レーザー研の持ついくつかのレーザー発生装置のうち、最大規模の「激光XII号」でレーザーが放たれる過程を、少し文学的に描写しよう。 ネオジウムから打ち出されたか細い光線は、まずはいったん12本に分割される。340メートルの道程の間に並んだ幾枚もの特殊なガラスを通過するたび、それぞれの光線はその強さと太さを増していく。十分肥え太ったレーザーたちは鏡によって向かうべき方向を整えられ、巨大な結晶を通ることでその”色”を変える。目標の直前で細く細く絞り込まれた12本の同胞たちは、ある時は球対称に、またある時は同一方向から一斉に、設置された1ミリ以下の微小な資料を一撃する。

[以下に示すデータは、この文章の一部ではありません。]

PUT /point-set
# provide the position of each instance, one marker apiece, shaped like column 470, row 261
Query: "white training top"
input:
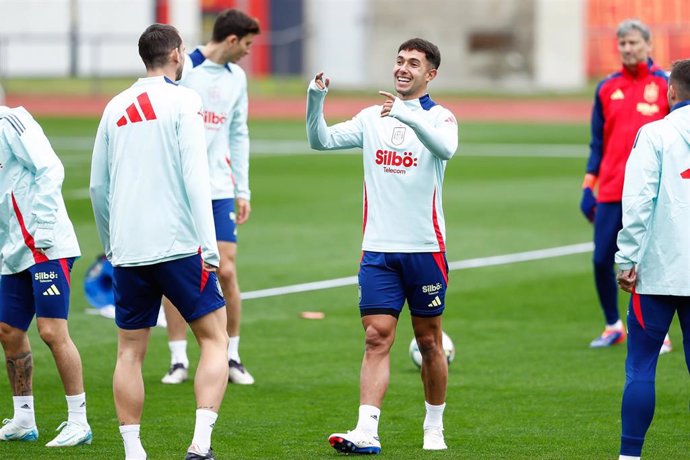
column 32, row 211
column 149, row 176
column 404, row 158
column 223, row 91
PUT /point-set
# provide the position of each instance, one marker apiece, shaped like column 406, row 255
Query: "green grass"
column 524, row 385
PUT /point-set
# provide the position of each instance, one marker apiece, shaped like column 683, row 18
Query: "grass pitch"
column 524, row 384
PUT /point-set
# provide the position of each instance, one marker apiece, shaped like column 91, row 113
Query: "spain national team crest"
column 398, row 135
column 651, row 92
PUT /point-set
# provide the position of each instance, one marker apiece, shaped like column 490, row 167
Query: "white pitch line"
column 457, row 265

応接室でのレクチャーの後に僕らが通された展示室では、この一連の過程で用いる機材について一つ一つ説明を受けた。反射しきれなかった光によって鏡が破損するのを防ぐため、レーザーを太く保ち目標直前までエネルギー密度を下げておく複数枚のガラスと、その配置。レーザーの波長を研究者の使いやすいものに変更するためにもちいる巨大な結晶。それを通常よりもずっと早く作成する結晶成長技術。反射方向を正確に制御するため、1ミリの1000分の1以下の歪みもなく磨き抜かれた鏡など、最強高度のレーザーは、複数の高度な要素技術に支えられている。

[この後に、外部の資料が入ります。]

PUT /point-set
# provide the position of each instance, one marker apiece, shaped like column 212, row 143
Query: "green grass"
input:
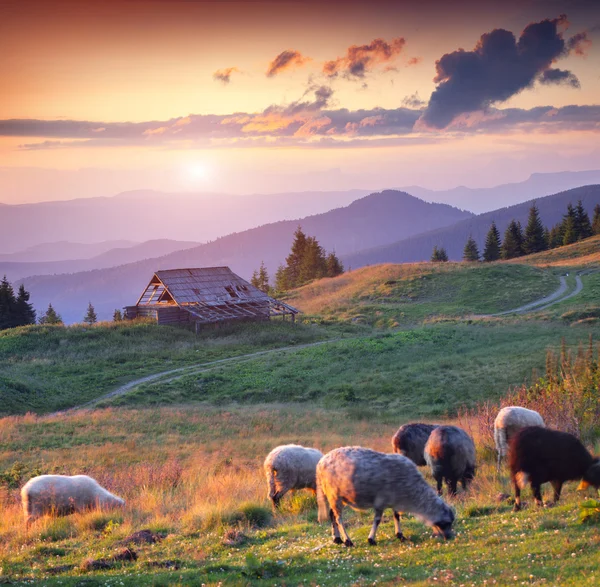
column 219, row 452
column 48, row 368
column 428, row 371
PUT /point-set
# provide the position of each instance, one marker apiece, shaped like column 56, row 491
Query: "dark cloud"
column 285, row 60
column 499, row 67
column 360, row 59
column 224, row 75
column 559, row 76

展示室の後、僕らは、レーザー増幅部の上部に架けられたガラス越し全景を見渡せる橋の上へと案内された。いよいよ高強度レーザー装置「激光XII号」との対面である。 ガラスの向こうには金属によっていささか過剰に装飾された4本の直線があった。 各々の直線は、4つのビームを束にしたもので、右手の3本、合計12ビームが激光XII号に属する。XII号という名称は構成するのレーザーの本数が12本ということに由来しており、これまでには激光I号や激光IV号が存在したとのこと。展示室で見た、ガラスや鏡が、緑色の筒の中に封じられ、レーザーの入射を待ち構えていた。

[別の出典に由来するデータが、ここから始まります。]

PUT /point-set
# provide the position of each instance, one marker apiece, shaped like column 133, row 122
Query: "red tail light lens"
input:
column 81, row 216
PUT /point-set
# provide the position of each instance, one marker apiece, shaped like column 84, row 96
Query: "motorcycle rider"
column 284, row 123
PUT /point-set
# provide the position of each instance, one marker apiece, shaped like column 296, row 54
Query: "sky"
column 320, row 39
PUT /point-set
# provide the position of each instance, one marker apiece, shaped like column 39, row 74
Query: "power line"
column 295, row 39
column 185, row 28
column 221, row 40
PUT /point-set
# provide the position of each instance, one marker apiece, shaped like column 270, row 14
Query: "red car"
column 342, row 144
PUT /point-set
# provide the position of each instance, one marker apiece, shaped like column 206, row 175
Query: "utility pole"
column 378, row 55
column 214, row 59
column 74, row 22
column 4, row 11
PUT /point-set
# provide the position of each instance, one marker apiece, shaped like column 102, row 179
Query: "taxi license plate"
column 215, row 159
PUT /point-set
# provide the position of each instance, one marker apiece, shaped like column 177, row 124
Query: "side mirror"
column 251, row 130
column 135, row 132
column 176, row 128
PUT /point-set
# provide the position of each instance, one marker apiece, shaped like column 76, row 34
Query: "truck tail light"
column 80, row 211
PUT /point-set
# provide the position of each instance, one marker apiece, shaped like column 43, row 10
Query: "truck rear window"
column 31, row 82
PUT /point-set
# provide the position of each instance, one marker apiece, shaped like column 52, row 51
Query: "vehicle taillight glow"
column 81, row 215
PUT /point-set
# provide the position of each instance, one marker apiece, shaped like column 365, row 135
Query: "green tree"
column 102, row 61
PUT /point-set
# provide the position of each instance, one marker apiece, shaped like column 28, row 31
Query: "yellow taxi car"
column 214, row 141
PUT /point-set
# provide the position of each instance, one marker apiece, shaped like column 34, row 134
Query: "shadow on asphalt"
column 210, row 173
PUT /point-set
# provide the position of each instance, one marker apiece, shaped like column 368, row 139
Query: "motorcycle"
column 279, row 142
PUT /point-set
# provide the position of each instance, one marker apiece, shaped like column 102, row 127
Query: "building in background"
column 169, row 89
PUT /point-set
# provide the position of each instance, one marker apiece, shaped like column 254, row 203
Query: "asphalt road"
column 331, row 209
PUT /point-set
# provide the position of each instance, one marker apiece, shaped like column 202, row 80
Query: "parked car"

12本のレーザーは増幅部の終端のギヤ室で、直進か90度曲がるかを選択される。それぞれの進路の先には、レーザーを打ち込む対象を設置する部屋があり、一方の部屋では照射によって目標が動かないよう球対称にレーザーが打ち込まれ、もう一方では一方向から12本のレーザーを目標に打ち込む。実験の目的によってこのふたつの部屋のどちらかが使われる。増幅部とギヤ室の後、僕たちは球対称にレーザーを照射する部屋の方を見学させて頂いた。 増幅部とは違い、12本に分割された同胞たちが再び集うこちらの部屋は、相当に混み入っていた。中央のターゲットに向けて、12の方向からレーザーの経路が伸び、ターゲットを入れる部分の周りに建てられた作業用の台座が組まれている。台座の上には研究者の方々が様々な作業を行っており、機械の神に仕える神官を連想させた。だがもちろん、巨大な存在感を示す金属の塊ではなく、白い防塵服で黙々と作業する彼らこそが、この空間の真の主役なのだ。

レーザー研は見学者を随時受け付けている。大阪大学の大学祭の時期には、研究室公開の一貫として、装置のかなり近くまで近寄れる見学会も実施しているとのことだったので、本稿を読んで実際に大強度レーザー発生装置をご覧になりたいと思った読者には、このあたりを狙うことをお勧めする。 最後に、お忙しい中装置に関する詳しい説明や、広報誌のバックナンバーの手配などをして頂いたレーザー研のスタッフの皆様に感謝の言葉を述べて、筆を置きたいと思う。ありがとうございました。